Type Level Merge Sort (Haskell)

The recently presented Haskell library superrecord is still under heavy development and making great progress. While working on it we noticed that application code using the library would become very slow to compile when the record size exceeded 10 fields. Without any deeper thought, I guessed that the current type level insertion sort (which is O(n^2) in worse case complexity) was at fault. This turned out to be wrong, but I still implemented a more efficient merge sort at type level and would like to share the journey as it was quite fun.

Motivation

Just for as a quick recall, records in superrecord are represented as lists of type level pairs, one holding the key and one the type of the value. For example:

type Example = Record '["int" := Int, "foo" := String]
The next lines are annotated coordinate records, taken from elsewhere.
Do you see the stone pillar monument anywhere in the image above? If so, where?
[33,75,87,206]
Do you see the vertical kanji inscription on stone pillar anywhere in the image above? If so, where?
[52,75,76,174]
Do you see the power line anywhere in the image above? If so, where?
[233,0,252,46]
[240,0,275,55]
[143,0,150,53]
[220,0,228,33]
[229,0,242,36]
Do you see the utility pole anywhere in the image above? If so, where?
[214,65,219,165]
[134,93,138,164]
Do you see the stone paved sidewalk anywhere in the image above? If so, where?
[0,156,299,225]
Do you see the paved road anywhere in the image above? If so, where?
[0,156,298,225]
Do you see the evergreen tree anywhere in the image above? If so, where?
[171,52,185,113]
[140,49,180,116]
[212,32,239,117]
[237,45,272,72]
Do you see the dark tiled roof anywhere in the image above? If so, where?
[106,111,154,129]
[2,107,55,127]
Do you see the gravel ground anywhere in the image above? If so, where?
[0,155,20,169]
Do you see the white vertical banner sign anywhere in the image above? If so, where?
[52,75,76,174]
(For more information see the original post)

Our goal is now to write a type family that given a type level list like '["int" := Int, "foo" := String], it returns '[ "foo" := String, "int" := Int] ("int" > "foo"). Thus we want to implement:

type family FieldListSort (xs :: [*]) :: [*] where
    -- implementation missing

The reason we need this is that the user does not need to provide the fields in order of the type when construction a record.

Basics

If we look at a Wikipedia implementation of a “Top-down implementation using lists”, we read:

Pseudocode for top down merge sort algorithm which recursively divides the input list into smaller sublists until the sublists are trivially sorted, and then merges the sublists while returning up the call chain.
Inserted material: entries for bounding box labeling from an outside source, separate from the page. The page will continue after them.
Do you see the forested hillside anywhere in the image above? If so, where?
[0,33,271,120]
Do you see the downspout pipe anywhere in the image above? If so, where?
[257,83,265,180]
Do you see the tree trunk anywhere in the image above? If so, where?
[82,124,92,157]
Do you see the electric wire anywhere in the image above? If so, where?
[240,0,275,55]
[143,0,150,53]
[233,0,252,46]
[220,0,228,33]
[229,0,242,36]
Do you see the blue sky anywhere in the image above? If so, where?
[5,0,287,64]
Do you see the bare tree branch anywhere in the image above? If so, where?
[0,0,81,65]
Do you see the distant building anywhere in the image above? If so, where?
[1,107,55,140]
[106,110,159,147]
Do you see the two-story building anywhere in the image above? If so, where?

Thus, we need a mechanism for breaking type level list into “smaller sublists”, in our case we’ll break all lists into halves. There are multiple ways to do this, here’s one:

First, we describe a type level take and a type level drop function:

type family ListTake (xs :: [k]) (n :: Nat) :: [k] where
    ListTake '[] n = '[]
    ListTake xs 0 = '[]
    ListTake (x ': xs) n = (x ': ListTake xs (n - 1))

type family ListDrop (xs :: [k]) (n :: Nat) :: [k] where
    ListDrop '[] n = '[]
    ListDrop xs 0 = xs
    ListDrop (x ': xs) n = ListDrop xs (n - 1)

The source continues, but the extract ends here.